Lauterbach calls for exceptions for clinics when banning oil and gas heating

"We will not allow rising energy and heating costs to endanger the existence of hospitals," Lauterbach told the "Bild am Sonntag".

Lauterbach calls for exceptions for clinics when banning oil and gas heating

"We will not allow rising energy and heating costs to endanger the existence of hospitals," Lauterbach told the "Bild am Sonntag". "The state guarantees services of general interest. This also means that we compensate for deficits that even well-functioning clinics are not responsible for," added the SPD politician.

Specifically, it should be possible for the institutions mentioned to apply for the installation of a new gas heating system even after the reform of the Building Energy Act has come into force if the investments represent a disproportionate burden for the health facilities and the continuation of operations is jeopardized.

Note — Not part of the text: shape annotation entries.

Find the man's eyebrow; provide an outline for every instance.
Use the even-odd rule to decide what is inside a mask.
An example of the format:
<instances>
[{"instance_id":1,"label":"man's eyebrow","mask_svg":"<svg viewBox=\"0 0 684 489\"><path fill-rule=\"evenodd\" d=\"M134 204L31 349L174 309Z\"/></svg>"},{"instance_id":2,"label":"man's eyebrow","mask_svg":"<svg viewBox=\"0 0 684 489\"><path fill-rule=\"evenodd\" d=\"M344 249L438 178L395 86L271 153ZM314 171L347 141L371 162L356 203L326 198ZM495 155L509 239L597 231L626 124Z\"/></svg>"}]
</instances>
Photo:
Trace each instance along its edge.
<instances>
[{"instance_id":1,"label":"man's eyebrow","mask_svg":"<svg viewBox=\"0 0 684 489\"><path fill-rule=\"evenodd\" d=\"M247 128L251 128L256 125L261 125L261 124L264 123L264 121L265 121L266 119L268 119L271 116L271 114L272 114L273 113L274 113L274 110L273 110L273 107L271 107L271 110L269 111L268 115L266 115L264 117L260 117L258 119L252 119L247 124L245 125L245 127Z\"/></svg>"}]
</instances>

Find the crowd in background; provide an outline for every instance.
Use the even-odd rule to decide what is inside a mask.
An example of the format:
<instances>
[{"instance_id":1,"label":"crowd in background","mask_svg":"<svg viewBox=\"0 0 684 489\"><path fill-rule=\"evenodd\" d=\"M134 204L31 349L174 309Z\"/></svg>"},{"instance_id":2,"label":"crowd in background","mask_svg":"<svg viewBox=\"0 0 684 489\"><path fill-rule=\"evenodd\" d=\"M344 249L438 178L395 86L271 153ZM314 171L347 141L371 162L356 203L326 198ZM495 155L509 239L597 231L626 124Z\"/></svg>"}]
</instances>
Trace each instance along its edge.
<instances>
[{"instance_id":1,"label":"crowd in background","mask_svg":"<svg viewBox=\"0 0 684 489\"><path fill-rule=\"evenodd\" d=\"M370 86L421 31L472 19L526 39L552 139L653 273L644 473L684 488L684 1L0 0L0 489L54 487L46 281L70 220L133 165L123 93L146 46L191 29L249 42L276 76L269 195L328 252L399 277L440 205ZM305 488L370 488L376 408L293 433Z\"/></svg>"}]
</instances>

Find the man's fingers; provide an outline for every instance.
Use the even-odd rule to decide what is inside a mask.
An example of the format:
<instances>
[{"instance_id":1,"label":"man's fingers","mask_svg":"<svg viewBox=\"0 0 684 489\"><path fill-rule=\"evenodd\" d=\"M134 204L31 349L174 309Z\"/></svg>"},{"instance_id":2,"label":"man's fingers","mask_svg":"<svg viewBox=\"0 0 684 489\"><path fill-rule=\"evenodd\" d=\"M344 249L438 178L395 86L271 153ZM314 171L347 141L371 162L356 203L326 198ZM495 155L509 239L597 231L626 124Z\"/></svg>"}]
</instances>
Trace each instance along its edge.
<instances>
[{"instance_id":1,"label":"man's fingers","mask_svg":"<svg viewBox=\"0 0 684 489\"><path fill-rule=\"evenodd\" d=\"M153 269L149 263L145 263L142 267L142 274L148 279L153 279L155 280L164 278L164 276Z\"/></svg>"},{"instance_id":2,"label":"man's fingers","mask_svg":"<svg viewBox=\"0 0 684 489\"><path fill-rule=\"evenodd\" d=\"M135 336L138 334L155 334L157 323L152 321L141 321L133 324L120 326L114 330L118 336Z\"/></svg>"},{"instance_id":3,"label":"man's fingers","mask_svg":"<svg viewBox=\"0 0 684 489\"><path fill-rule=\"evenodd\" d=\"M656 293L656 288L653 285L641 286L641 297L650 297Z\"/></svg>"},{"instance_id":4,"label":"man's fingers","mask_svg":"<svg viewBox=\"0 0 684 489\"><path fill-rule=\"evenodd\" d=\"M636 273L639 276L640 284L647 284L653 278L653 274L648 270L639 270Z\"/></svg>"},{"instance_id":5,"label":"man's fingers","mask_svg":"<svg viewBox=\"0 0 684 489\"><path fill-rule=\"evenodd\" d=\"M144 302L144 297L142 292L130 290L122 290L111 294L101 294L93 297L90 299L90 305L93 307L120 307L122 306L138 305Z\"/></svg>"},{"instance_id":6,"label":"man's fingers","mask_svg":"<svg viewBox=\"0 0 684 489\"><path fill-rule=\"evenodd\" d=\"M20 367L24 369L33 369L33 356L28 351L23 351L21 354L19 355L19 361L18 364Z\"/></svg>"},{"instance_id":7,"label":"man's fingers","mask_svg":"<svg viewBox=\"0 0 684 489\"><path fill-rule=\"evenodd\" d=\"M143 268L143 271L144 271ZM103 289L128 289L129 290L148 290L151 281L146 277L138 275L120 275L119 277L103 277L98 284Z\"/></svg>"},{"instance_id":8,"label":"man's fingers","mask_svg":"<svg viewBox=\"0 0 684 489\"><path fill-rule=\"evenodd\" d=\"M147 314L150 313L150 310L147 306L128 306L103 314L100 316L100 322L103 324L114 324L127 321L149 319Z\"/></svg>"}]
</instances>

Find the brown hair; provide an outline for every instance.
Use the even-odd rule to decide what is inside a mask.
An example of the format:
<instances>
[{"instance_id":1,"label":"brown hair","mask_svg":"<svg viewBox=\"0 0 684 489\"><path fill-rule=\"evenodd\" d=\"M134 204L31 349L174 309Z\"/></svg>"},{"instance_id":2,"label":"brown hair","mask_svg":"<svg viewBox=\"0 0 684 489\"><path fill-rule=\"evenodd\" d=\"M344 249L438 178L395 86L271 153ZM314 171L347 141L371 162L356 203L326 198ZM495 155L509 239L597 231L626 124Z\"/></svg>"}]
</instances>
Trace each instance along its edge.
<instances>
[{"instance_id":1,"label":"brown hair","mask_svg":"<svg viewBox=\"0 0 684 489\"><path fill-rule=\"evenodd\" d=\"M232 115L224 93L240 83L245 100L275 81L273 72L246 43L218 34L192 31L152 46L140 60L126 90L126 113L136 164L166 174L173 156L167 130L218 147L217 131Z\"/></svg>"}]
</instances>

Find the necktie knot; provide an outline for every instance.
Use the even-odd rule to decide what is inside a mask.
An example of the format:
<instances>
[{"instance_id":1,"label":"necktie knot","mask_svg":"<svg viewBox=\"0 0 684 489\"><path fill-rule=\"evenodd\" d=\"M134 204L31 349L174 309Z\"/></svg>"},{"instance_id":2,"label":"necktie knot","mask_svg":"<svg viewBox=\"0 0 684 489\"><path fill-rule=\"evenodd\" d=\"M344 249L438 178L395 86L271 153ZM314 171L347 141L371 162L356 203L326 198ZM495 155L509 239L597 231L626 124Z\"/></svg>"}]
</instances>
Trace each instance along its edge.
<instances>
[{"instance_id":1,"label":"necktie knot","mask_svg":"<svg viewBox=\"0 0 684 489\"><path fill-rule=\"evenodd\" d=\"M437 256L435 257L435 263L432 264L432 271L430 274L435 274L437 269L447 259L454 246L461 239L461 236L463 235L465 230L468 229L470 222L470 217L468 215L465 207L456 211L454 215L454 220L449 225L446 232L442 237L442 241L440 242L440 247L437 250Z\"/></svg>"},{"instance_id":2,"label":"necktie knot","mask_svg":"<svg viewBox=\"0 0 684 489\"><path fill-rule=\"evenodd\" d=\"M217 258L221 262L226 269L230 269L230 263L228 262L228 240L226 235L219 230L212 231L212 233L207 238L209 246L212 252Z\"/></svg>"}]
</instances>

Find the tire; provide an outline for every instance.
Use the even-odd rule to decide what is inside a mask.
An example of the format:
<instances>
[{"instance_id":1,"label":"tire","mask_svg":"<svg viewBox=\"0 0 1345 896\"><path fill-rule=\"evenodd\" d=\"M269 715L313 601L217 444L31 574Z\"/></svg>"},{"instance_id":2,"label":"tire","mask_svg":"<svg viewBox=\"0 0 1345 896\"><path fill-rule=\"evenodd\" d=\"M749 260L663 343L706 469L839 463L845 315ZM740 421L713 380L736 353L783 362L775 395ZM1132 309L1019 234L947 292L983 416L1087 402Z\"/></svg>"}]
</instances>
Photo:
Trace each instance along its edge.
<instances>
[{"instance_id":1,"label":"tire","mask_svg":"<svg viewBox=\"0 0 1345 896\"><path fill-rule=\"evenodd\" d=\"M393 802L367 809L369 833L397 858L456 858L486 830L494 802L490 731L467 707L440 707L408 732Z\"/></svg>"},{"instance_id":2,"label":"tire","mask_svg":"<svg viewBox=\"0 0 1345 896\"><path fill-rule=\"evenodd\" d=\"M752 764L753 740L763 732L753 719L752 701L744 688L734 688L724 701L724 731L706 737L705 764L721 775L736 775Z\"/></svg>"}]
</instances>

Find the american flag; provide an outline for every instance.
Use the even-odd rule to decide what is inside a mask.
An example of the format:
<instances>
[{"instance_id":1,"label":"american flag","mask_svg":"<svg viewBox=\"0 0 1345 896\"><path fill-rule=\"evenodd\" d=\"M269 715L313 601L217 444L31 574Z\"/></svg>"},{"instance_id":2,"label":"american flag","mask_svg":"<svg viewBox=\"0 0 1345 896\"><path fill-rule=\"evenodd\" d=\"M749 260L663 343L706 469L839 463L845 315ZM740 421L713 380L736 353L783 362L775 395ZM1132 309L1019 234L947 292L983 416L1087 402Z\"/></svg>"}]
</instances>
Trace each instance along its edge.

After a long discussion, the traffic light cabinet passed a draft law on Wednesday, according to which oil and gas heating systems may only be installed in exceptional cases from next year. New heating systems should then "if possible" be operated with at least 65 percent renewable energy. In addition, it is planned that biomass heating systems such as wood stoves will no longer be permitted in new buildings in the future.

On the other hand, there is resistance from the SPD parliamentary group. The parliamentary deliberations are only at the beginning and "in the upcoming talks we are not ruling out any climate-friendly technologies from the outset," said parliamentary group leader Matthias Miersch of the "Neue Osnabrücker Zeitung". Homeowners should also have a variety of heating options available in the future, "including biomass". The main thing is that in the future, 65 percent of heating will be based on renewables.

On Saturday, the FDP party congress approved with a large majority an emergency motion submitted by around 80 delegates, which calls for the draft law to be improved. In it, the liberals are pushing for a technology-open, affordable and less bureaucratic conversion of building energy. Finance Minister Christian Lindner (FDP) only approved the draft in the cabinet with reservations.

In turn, CDU leader Friedrich Merz said that Lindner "should have made use of the option that the federal government's rules of procedure give him, namely to veto all spending decisions". Instead, he only made a protocol statement, said Merz on Deutschlandfunk. It is about billions that must now be made available to private households "in order to finance this decision with a crowbar".

Saxony's Prime Minister Michael Kretschmer (CDU) even expects "deindustrialization and uproar among the population". He told the "Bild am Sonntag" that the energy turnaround would be "unaffordable for the citizens and politicians will lose a large part of the population as a result". Many "simply could not afford the required conversion of their house or their apartment".

Meanwhile, the Greens warned the FDP against breaking agreements. "I see it that agreements and resolutions that were made in the cabinet also apply afterwards," North Rhine-Westphalia's Economics Minister Mona Neubaur (Greens) told the "Augsburger Allgemeine" on Monday.

The Greens politician also rejected amendments to the draft law and criticized the demands made by the FDP federal party conference. "Especially in these times of crisis, reliability is a value in itself," said the State Minister for Economic Affairs. "Unfortunately, the FDP seems to have forgotten that."